3QFY18 highlights compared with 3QFY17:

  • Net revenues increased 26.7% to $8.6 million, an increase of $1.8 million from $6.7 million
  • Gross profit was up 23.1% to $6.5 million, an increase of $1.2 million from $5.3 million
  • SG&A was $2.6 million, an increase of 33.2% or $649,000 from $2.0 million
  • R&D expenditures were $993,000 an increase of $395,000, or 66.0% over $598,000
    • In 3QFY18, $485,000 was capitalized and $508,000 was expensed
    • In 3QFY17, $344,000 was capitalized and $254,000 was expensed
  • Income before taxes increased 10.1% to $3.4 million, an increase of $313,000 from $3.1 million
  • Net income increased 15.7% to $2.4 million, an increase of $327,000 from $2.1 million
  • Diluted earnings per share increased 13.7% to $0.13 from $0.12.

9moFY18 highlights compared with 9moFY17:

  • Net revenues increased 28.6% to $23.0 million, an increase of $5.1 million from $17.9 million
  • Gross profit was up 26.4% to $17.1 million, an increase of $3.6 million from $13.5 million
  • SG&A was $7.4 million, an increase of $1.6 million, or 27.5%, from $5.8 million
  • R&D expenditures were $3.0 million, an increase of $1.1 million, or 58.3% over $1.9 million
    • For 9moFY18, $1.6 million was capitalized and $1.4 million was expensed
    • For 9moFY17, $928,000 was capitalized and $953,000 was expensed
  • Income before taxes increased 21.4% to $8.3 million, an increase of $1.5 million from $6.8 million
  • Net income increased 63.8% to $7.6 million, an increase of $3.0 million from $4.6 million; this included the one-time second-quarter tax benefit of $1.5 million reported last quarter. Without the adjustment, year-to-date income would have been $6.1 million, up $1.5 million or 31.5%
  • Diluted earnings per share increased 60.2% to $0.43 from $0.27, the $1.5 million tax adjustment accounted for $0.08 of the increase in diluted earnings per share

Walt Woltosz, chairman of the board of Simulations Plus, said: “Simulations Plus continues to execute on its growth strategy and deliver quantifiable value to its expanding customer base. With more than a decade of consistent growth in revenue and earnings, we believe we are well-positioned for continued success, especially as in silico modeling takes on an increasing importance with our customers.

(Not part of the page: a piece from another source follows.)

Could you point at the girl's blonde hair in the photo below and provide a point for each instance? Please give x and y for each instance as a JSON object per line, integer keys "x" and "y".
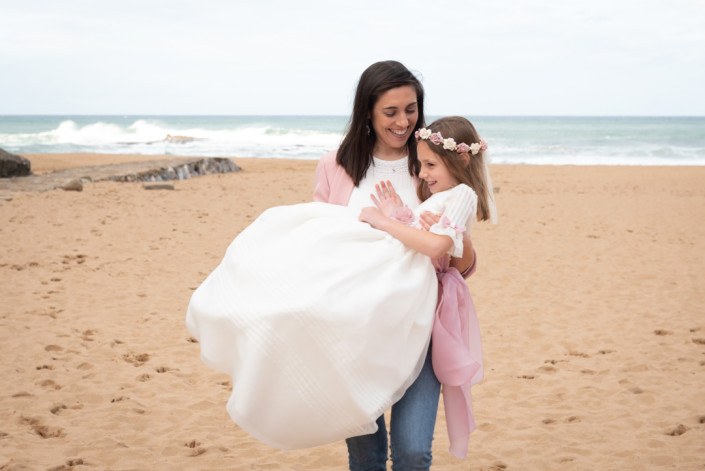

We believe simulation and modeling, and consulting services based on them, are essential components of reducing the cost and time required for drug discovery and development. I believe it is an appropriate time for me to turn over the day-to-day leadership of our strong organization to Shawn O’Connor, our experienced new CEO.”

John Kneisel, chief financial officer of Simulations Plus, added: “We continue to deliver consistent growth and profitability, and maintain a strong cash position. Consolidated cash as of May 31, 2018, was $7.2 million, and $9.9 million as of July 9, 2018. Our financial position has allowed us to make strategic investments over the last several years and enabled continued investment in research and development to bolster our strategic position in the market. This year we have released new versions of GastroPlus™, ADMET Predictor ™, PKPlus™, KIWI™, DILIsym™ and are working on NAFLDsym™. As the recognized leader in the space, with a growing base of loyal customers, these product introductions will help us capture market share and better serve the industry.”